The production, a one act play, revolves around two troubled characters, Danny and Roberta, who meet and strike up a conversation in a bar. John Turturro and June Stein originated the roles in 1983. Since its original production premiered Off-Broadway at the Circle in the Square Theatre it was revived in 2004 and was staged again in 2023, directed by Jeff Ward.
Summary
Set in the Bronx, the story revolves around Danny and Roberta who strike up a conversation in a bar.
"He is a brooding, self-loathing young man who resorts more to violence than reason; she is a divorced, guilt-ridden young woman whose troubled teenage son is now being cared for by her parents. Danny, whose fellow truck drivers call him “the animal,” seems incapable of tender emotion, while Roberta, who is still haunted by the memory of an ugly sexual incident involving her father, is distrustful of men in general."[1]

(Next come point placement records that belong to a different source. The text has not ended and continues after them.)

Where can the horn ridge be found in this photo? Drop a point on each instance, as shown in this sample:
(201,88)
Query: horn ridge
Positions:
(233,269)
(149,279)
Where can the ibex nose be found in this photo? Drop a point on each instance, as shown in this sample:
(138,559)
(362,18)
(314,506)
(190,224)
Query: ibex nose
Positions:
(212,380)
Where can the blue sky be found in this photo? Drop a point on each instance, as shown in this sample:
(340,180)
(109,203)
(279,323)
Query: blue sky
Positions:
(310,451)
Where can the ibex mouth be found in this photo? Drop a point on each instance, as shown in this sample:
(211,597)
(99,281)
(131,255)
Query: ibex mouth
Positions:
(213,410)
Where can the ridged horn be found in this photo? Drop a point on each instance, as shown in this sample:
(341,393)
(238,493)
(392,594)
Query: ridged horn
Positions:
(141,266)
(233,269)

Mel Gussow of The New York Times declared, "Performed without intermission, it is too long (85 minutes) to be approached as a vignette, and it is too dramatically underdeveloped to be regarded as a full-length double portrait...the play is the equivalent of sitting at ringside watching a prize fight that concludes in a loving embrace".[5]

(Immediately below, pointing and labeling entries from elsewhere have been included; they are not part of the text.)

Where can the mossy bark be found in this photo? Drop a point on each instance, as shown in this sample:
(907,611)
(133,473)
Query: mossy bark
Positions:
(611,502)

For the 2004 revival, David Rooney of Variety wrote, "A dark and dirty riposte to meet-cute Hollywood romances about lovable losers finding each other . . . the play traces the to-and-fro swing of the pendulum between the characters as hope and the possibility of love materialize before them, first as drunken make-believe and later as something frightening but real. Subtitled “An Apache Dance,” it unfolds like a pained pas de deux, its deliberate rhythms precisely choreographed".[6]